So Google started out on the right path, but eventually they went wild and desperate, and did all the things with their product that users probably thought they would never do. So now I'm shopping for a search engine to invest in. DuckDuckGo could be that, except for this one problem. Imho, it's inexorably on the same path that Google was on. That means they're going to spend years of our time pretending that they are still on our side, until one day it'll be blatantly obvious that we just wasted years waiting for them to give take us somewhere we'd want to go . They are using us as pawns, as big techco's always do.
There is an antidote to VC-driven mission creep that "big techco's" are susceptible to. It is essentially the craigslist model, where you have a small privately held company that is perfectly happy to not maximize profits or expand its reach or really change at all as it grows.
Pinboard just does bookmarks and Maciej seems to have planned it well enough that he can smoothly scale it up with steadily growing profits and no need for big outside investors. It is a profitable small business that seems to suit his needs just fine.

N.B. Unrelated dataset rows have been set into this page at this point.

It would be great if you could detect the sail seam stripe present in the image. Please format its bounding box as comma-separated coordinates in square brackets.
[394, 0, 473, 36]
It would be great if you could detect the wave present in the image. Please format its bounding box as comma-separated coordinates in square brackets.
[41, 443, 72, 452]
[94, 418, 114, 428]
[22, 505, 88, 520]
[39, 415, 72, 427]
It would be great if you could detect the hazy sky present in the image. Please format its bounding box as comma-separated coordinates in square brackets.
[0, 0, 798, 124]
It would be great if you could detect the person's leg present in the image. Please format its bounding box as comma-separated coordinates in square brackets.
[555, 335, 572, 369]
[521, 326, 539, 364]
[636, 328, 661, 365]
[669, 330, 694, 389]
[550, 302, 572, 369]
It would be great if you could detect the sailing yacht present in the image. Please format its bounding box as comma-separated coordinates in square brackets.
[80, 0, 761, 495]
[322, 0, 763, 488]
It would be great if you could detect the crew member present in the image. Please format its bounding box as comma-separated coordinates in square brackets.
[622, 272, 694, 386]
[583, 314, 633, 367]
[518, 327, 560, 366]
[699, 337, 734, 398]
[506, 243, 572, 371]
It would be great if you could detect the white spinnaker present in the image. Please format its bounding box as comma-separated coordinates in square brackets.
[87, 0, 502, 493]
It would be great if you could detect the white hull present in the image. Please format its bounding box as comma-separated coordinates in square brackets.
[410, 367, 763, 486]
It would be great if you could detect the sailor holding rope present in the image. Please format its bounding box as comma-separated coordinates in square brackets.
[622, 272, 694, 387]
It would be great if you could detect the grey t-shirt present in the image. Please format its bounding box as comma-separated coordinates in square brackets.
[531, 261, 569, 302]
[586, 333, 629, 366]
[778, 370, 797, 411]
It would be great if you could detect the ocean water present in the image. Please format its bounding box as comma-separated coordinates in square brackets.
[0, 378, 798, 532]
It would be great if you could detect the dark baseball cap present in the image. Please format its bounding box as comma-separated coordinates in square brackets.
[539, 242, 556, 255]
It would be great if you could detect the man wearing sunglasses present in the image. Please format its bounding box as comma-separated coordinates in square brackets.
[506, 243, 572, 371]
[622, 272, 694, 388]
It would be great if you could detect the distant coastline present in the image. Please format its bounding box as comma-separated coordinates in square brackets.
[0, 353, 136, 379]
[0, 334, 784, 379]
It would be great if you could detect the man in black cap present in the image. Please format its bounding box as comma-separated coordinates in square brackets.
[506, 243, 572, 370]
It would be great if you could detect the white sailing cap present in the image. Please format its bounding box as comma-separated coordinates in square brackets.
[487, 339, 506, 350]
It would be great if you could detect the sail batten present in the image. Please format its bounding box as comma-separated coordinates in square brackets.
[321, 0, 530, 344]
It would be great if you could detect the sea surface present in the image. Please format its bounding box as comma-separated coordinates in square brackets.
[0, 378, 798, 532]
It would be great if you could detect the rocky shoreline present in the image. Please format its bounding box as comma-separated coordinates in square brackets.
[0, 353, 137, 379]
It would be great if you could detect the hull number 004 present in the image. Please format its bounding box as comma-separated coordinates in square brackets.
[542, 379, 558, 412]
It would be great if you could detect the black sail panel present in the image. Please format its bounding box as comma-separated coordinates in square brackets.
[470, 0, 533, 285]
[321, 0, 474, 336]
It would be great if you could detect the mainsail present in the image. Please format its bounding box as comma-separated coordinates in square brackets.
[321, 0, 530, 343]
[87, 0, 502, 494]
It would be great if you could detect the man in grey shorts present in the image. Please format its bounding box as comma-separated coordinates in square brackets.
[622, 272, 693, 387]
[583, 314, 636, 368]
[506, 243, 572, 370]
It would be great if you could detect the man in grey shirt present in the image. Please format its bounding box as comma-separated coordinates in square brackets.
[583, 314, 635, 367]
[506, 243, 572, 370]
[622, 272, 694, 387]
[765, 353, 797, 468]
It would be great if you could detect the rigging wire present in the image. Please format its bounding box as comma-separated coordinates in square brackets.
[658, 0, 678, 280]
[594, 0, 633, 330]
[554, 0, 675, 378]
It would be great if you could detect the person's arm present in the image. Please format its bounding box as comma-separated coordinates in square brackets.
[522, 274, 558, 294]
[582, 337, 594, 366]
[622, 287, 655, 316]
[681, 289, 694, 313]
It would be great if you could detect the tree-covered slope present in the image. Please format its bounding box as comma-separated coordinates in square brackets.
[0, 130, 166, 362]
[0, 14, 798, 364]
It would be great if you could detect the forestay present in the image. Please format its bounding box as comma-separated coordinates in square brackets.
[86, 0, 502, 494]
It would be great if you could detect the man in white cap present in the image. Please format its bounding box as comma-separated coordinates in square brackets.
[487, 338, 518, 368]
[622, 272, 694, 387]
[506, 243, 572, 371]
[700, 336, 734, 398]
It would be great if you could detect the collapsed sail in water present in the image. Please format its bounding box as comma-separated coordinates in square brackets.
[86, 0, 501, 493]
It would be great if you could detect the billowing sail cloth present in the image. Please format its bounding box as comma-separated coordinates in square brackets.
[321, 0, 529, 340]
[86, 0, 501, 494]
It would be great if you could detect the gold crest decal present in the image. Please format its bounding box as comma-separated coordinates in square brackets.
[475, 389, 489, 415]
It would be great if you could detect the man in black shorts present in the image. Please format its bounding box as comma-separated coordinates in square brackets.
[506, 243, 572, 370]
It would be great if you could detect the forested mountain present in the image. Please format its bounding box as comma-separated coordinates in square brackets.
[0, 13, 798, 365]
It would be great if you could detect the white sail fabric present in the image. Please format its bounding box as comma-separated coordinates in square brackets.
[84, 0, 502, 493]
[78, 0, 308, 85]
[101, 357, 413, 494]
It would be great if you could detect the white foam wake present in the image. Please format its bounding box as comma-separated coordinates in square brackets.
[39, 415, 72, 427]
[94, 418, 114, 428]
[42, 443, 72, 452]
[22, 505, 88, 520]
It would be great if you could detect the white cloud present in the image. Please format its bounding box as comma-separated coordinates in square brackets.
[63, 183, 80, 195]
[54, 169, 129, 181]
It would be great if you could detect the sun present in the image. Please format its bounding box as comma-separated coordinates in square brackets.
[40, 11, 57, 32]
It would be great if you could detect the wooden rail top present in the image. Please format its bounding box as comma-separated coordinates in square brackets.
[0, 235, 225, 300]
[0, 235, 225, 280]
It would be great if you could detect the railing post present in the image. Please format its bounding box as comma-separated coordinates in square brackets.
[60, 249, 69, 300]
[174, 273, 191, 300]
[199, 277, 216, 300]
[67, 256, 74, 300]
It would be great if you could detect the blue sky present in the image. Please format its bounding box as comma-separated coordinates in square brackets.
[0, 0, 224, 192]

So the question is, when will the understanding of search and the availability of storage and processing power make a similar search engine inevitable? Perhaps soon:
Sebastian Thrun, who taught the massive on-line AI class with Peter Norvig at Stanford, has left Stanford to join a startup to offer more online courses. Their first course will teach complete novices how to build their own search engine, in seven weeks.
Google's drive into social may be motivated by a fear of being disrupted in the basic search market. Regardless of what is really going on, Google's actions are making real competition for search likely for the first time in decades.